What is the biggest lottery jackpot ever won in the US?
The Mega Millions jackpot has risen to $810 million this week, making it the fourth-largest lottery winnings total in US history.
The Mega Millions lottery draw on Tuesday evening is set to be one of the biggest in American history after the jackpot rose to a whopping $810 million. Last Friday’s draw did not result in a winner, meaning that the total rolled over to this week.
The $810 million jackpot would be the fourth-largest lottery prize ever won in the United States if a winner is found in the upcoming draw. We take a look at the biggest jackpots in US history…
Three jackpots of more than $1 billion have been won
While the ‘jackpot’ figure often appears as a single lump sum payment, the reality is that most lotteries offer an annuitized jackpot in which the money is paid in a series of instalments. Both Mega Millions and Powerball jackpots are paid out in 30 annual instalments.
The following is a list of the highest jackpots to have been won in US history, assuming that the winner chose to accept the higher annuitized amount rather than the lower cash alternative.
|1.||$1.586bn||Powerball||13 January, 2016|
|2.||$1.537bn||Mega Millions||23 October, 2018|
|3.||$1.05bn||Mega Millions||22 January, 2021|
|4.||$768.4m||Powerball||27 March, 2019|
|5.||$758.7m||Powerball||23 August, 2017|
How much of a lottery jackpot goes on taxes?
Winning either the Mega Millions or Powerball jackpot is a truly life-changing amount of money, but a fairly substantial proportion of the winnings will go on taxes.
The cash equivalent of this week’s $810 million annuitized jackpot is a $470.1 million lump sum payment. This would immediately be subject to a 24% federal tax withholding, which would bring down the total by around $112.8 million.

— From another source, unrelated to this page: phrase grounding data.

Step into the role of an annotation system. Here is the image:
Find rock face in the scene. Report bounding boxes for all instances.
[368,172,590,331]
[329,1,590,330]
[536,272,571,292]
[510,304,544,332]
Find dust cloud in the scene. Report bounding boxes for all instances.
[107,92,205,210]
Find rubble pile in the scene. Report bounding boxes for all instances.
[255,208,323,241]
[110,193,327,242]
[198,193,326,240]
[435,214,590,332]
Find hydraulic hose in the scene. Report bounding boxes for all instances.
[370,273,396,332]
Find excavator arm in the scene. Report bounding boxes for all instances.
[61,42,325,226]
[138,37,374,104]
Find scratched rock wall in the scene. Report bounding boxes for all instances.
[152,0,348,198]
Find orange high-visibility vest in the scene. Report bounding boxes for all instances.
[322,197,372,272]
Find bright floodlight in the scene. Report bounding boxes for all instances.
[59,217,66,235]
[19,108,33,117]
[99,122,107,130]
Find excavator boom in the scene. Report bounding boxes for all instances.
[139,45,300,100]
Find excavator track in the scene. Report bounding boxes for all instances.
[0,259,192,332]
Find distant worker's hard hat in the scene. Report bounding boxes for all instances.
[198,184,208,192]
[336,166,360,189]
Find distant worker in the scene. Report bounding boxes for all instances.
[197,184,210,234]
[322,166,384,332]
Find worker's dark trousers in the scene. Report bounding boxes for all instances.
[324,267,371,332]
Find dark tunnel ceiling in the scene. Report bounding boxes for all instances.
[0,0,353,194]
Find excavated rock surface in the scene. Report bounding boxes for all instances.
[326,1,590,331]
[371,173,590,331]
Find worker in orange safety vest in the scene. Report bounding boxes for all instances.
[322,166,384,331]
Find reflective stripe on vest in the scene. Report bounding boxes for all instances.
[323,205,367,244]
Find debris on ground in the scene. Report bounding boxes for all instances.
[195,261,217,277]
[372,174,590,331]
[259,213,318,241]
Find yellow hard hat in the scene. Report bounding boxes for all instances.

The top rate of federal marginal tax is currently 37%, meaning that the recipient will likely face further taxes come filing time. If you were to pay this tax on the full amount then you would lose a further $61.1 million. This would leave the recipient with $296.2 million, little over a third of the $810 million jackpot advertised.
Lotto winners can reduce their tax bill by making charitable contributions. The American Institute of CPAs states that individuals can contribute up to 60% of their adjusted gross income to a public charity and receive a tax deduction for the same amount.